9 Distributional Models
Bayesian estimators allow one to directly model \(\sigma_{u_0}\), the variance of the Level 2 units, as a function of covariates (Burkner, 2018). This potentially allows for the opportunity for this variation to become an outcome parameter of substantive interest.
10 Non-Linear Terms
Bayesian estimators allow for the incorporation of non-linear terms (Burkner, 2018). Such non-linear terms offer ways of non-parametrically fitting curvature. An open question is whether such methods represent a kind of over-fitting. A related question is the degree to which non-linear terms provide substantively interpretable results.
11 Maximal Models
Hypothetically, one might imagine that there could be group level unobserved factors which affect regression slopes–i.e. the relationship between a predictor x and outcome variable y. Arguably, were one to ignore these unobserved factors in statistical estimation, they would show up either in an error term (\(e_i\) or \(u_0\)), or in the regression coefficients (\(\beta\)). Were they to show up in the regression coefficients this would represent statistical bias and a substantive mis-estimation of important effects. thus, there is a conceptual argument for including as many random effects—i.e. random slopes—in a statistical model as possible.

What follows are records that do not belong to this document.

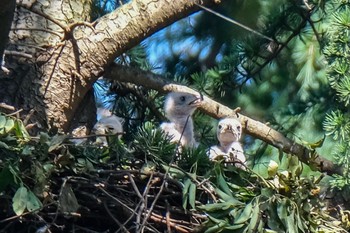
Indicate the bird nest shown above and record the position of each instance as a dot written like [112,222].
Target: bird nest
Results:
[108,199]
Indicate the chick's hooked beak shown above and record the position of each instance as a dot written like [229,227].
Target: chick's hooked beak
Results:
[197,101]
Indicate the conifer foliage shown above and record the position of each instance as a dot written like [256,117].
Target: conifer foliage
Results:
[283,70]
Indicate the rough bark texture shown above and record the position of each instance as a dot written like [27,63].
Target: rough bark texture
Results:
[252,127]
[6,14]
[70,54]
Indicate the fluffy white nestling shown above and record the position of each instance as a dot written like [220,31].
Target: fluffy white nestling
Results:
[179,107]
[229,131]
[107,124]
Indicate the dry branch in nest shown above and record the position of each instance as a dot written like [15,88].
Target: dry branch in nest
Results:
[110,201]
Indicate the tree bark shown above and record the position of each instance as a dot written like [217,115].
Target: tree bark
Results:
[210,107]
[6,14]
[69,54]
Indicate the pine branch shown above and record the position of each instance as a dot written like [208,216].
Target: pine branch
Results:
[252,127]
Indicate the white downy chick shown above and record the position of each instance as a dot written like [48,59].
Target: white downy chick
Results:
[179,107]
[229,131]
[107,125]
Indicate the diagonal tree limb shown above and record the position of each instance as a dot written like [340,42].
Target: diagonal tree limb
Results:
[252,127]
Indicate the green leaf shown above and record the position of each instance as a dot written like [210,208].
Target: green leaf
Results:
[185,193]
[33,202]
[67,200]
[218,227]
[220,206]
[223,185]
[174,172]
[245,214]
[20,130]
[5,178]
[10,123]
[2,124]
[56,141]
[19,200]
[255,218]
[235,227]
[192,195]
[4,145]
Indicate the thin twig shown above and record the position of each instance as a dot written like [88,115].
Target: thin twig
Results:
[235,22]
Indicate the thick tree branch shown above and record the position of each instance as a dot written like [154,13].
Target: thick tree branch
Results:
[6,14]
[217,110]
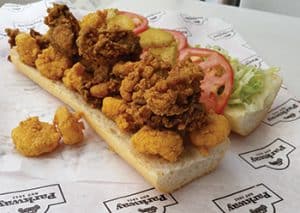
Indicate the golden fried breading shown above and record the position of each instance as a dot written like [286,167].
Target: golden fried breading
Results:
[73,77]
[33,138]
[173,95]
[211,135]
[12,34]
[93,20]
[140,76]
[107,47]
[52,63]
[112,107]
[167,144]
[69,125]
[63,29]
[27,48]
[160,96]
[102,90]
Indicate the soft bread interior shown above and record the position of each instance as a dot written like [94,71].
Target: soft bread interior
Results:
[163,175]
[244,121]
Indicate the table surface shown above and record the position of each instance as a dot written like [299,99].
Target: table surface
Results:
[274,37]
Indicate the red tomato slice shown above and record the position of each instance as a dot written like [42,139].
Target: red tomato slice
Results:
[179,37]
[217,84]
[140,22]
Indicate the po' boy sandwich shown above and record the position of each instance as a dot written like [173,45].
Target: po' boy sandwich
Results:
[159,109]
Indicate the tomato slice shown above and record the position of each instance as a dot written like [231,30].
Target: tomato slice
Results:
[217,84]
[179,37]
[140,22]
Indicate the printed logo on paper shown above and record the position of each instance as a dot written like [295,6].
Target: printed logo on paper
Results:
[273,156]
[253,60]
[222,34]
[49,3]
[148,201]
[154,17]
[255,199]
[15,8]
[246,45]
[33,24]
[286,112]
[184,31]
[283,87]
[35,200]
[195,20]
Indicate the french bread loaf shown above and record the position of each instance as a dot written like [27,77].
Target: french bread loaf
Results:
[164,176]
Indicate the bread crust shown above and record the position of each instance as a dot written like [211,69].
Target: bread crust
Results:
[163,175]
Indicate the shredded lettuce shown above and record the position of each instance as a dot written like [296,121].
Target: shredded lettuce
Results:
[249,82]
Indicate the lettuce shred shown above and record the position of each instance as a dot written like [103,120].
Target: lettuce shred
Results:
[249,81]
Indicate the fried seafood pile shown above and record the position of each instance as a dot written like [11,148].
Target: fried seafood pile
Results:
[156,100]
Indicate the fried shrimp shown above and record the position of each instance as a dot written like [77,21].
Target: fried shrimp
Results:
[52,63]
[93,20]
[63,29]
[33,138]
[27,48]
[69,125]
[214,133]
[167,144]
[73,77]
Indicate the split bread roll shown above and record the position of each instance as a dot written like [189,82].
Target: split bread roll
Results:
[243,121]
[163,175]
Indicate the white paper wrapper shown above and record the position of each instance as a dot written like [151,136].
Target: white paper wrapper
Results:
[260,173]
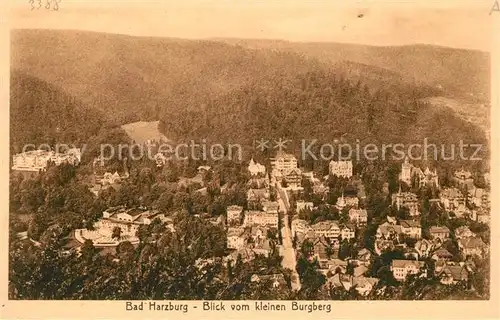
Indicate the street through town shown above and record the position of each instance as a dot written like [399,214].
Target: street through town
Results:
[287,251]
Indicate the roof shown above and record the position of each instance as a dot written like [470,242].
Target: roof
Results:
[438,229]
[410,224]
[451,193]
[349,226]
[260,193]
[325,225]
[462,230]
[363,252]
[442,253]
[384,229]
[234,208]
[235,232]
[472,243]
[362,281]
[458,273]
[403,263]
[360,270]
[360,212]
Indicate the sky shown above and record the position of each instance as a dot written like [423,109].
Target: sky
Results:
[457,23]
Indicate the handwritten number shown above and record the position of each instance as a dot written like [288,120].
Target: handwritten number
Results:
[49,4]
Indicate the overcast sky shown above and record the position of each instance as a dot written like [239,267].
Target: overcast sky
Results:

Bayesian estimators more readily allow for the estimation of so called maximal models (Barr et al., 2013; Frank, 2018), which allow for the inclusion of a large number of random slopes, e.g. \(u_1, u_2, u_3, ..., etc.\) even when some of those estimated slopes are close to 0.
It should be noted that Matuschek et al. (2017) argue that such a maximal approach may lead to a loss of statistical power and further argue that one should adhere to “a random effect structure that is supported by the data.”
In contrast, Nalborczyk et al. (2019) argue that maximal models are supported under the Bayesian approach. Oberauer (2022) also argues for including multiple random slopes. Schielzeth and Forstmeier (2009) make a similar argument from a frequentist perspective.